0
 public BinomialModelPrediction predictBinomial(RowData data) throws PredictException {
      double[] preds = this.preamble(ModelCategory.Binomial, data);
      BinomialModelPrediction p = new BinomialModelPrediction();
      double d = preds[0];
      p.labelIndex = (int)d;
      String[] domainValues = this.m.getDomainValues(this.m.getResponseIdx());
      p.label = domainValues[p.labelIndex];
      p.classProbabilities = new double[this.m.getNumResponseClasses()];
      System.arraycopy(preds, 1, p.classProbabilities, 0, p.classProbabilities.length);
      if(this.m.calibrateClassProbabilities(preds)) {
          p.calibratedClassProbabilities = new double[this.m.getNumResponseClasses()];
          System.arraycopy(preds, 1, p.calibratedClassProbabilities, 0, p.calibratedClassProbabilities.length);
       }
       return p;
  }

Eg: classProbabilities =[0.82333,0,276666] labelIndex = 1 label = true domainValues = [false,true]

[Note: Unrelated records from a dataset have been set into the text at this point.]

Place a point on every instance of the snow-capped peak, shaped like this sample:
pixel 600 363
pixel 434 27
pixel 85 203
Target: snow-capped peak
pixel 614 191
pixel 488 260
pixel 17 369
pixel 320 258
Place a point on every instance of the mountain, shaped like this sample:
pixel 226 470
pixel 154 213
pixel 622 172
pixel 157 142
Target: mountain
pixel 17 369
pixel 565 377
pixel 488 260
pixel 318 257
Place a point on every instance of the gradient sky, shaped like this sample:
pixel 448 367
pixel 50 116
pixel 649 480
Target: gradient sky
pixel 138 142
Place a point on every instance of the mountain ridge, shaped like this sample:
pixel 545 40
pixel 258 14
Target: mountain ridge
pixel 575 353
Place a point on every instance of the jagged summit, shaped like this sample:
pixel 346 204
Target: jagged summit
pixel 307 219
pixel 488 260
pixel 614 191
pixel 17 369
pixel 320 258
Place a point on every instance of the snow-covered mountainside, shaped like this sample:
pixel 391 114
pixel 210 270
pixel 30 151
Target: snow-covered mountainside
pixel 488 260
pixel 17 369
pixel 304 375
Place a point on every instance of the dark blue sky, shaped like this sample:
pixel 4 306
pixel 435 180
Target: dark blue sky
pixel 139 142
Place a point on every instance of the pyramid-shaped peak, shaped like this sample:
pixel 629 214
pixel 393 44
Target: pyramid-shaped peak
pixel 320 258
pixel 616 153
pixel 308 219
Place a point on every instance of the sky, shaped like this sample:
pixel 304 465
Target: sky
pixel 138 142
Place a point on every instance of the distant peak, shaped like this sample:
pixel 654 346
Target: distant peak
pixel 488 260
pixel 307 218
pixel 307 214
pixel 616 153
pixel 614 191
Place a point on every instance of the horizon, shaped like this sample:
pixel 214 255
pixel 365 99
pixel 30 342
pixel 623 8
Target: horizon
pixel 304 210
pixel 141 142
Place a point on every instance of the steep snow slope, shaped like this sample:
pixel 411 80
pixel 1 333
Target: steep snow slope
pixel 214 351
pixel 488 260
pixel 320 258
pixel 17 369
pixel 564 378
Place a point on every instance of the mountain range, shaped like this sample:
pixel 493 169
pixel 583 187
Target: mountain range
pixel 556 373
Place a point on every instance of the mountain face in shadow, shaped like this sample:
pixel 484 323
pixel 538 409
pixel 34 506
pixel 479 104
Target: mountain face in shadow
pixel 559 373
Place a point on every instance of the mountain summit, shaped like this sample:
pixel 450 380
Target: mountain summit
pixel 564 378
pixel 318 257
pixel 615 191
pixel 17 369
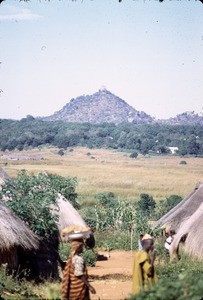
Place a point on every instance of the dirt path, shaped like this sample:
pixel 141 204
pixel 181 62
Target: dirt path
pixel 112 278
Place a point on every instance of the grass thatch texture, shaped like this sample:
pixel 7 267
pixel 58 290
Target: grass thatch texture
pixel 14 232
pixel 183 210
pixel 192 229
pixel 68 215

what does this labelIndex signifies and does the class probabilities order is same as the domain value order ,If order is same then it means that here probability of false is 0.82333 and probability of true is 0.27666 but why is this labelIndex showing as 1 and label as true.

Please help me to figure out this issue.

  • Why do you think the answer is wrong? The threshold used for choosing the predicted class for binomial classification problems is max-F1. If you don't like that threshold, then you can do the thresholding yourself. – TomKraljevic Nov 03 '17 at 16:12

1 Answers1

0

Like Tom commented, the prediction is not "wrong". You can infer from this that the threshold H2O has chosen is less than 0.27666. You probably have imbalanced training data, otherwise H2O would have not picked a low threshold for classifying a predicted value of 0.27666 as a 1. Does your training set include fewer examples of the positive class than the negative class?

If you don't like that threshold for whatever reason, then you can manually create your own. Just make sure you know how to properly evaluate the effect of using different thresholds on the performance of your model, otherwise I'd recommend just using the default threshold.

The name, "classProbabilities" is a misnomer. These are not actual probabilities, they are predicted values, though people often use the terms interchangeably. Binary classification algorithms produce "predicted values" that look like probabilities when they're between 0 and 1, but unless a calibration process is performed, they are not going to represent the probabilities. Calibration is not necessarily a straight-forward process and there are many techniques. Here's some more info about calibration methods for imbalanced data. In H2O, you can perform calibration using Platt scaling using the calibrate_model option. But this is probably not really necessary to what you're trying to do.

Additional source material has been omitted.